April 3 (Bloomberg) -- Japan’s nuclear watchdog ordered Chubu Electric Power Co. to assess the impact of a tsunami as high as 21 meters (69 feet) on its Hamaoka plant after a government panel said quakes could trigger such sea waves.
Chubu Electric is constructing additional defenses to protect the plant from a 15-meter-high tsunami, similar to the one that hit Tokyo Electric Power Co.’s Fukushima Dai-Ichi station, the Nuclear and Industrial Safety Agency said in a statement yesterday. The company, based in Aichi, western Japan, should take steps based on its assessment and report to NISA by April 16, the agency said.
The Hamaoka plant in Shizuoka prefecture southwest of Tokyo was shut in May at the request of then Prime Minister Naoto Kan after the Fukushima disaster raised concerns that Japan’s nuclear plants may not be adequately protected from natural disasters. The company said it plans to spend 140 billion yen ($1.7 billion) to construct additional tsunami defenses.

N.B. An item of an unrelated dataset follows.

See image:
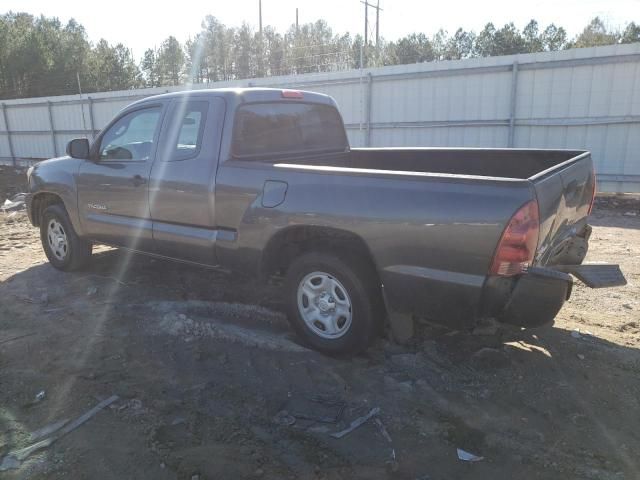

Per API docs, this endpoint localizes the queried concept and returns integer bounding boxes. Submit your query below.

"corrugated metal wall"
[1,43,639,192]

Chubu Electric is building an 18-meter-high seawall and will examine whether it needs to revise its tsunami defense measures, originally scheduled to be completed by December, Akio Miyazaki, a spokesman, said by phone.

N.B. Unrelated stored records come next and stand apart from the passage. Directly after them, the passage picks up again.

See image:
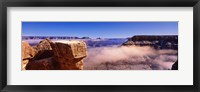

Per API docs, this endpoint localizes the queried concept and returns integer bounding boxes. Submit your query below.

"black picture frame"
[0,0,199,92]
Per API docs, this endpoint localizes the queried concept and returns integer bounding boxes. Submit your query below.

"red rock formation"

The cost of insuring Chubu’s debt against non-payment with credit-default swaps jumped 16 basis points to 158 basis points as of 9 a.m. in London, according to data provider CMA. That’s the biggest daily increase since Nov. 1 and the highest level since Jan. 23, CMA data show.
Chubu shares rose 1 percent to 1,493 yen at the close in Tokyo, the biggest gain since March 27.
Sea waves higher than 20 meters could hit six prefectures, including Shizuoka, if a magnitude-9.1 quake occurs in the Nankai Trough, located south of Japan’s Honshu island, a panel under the Cabinet Office said in a preliminary report March 31.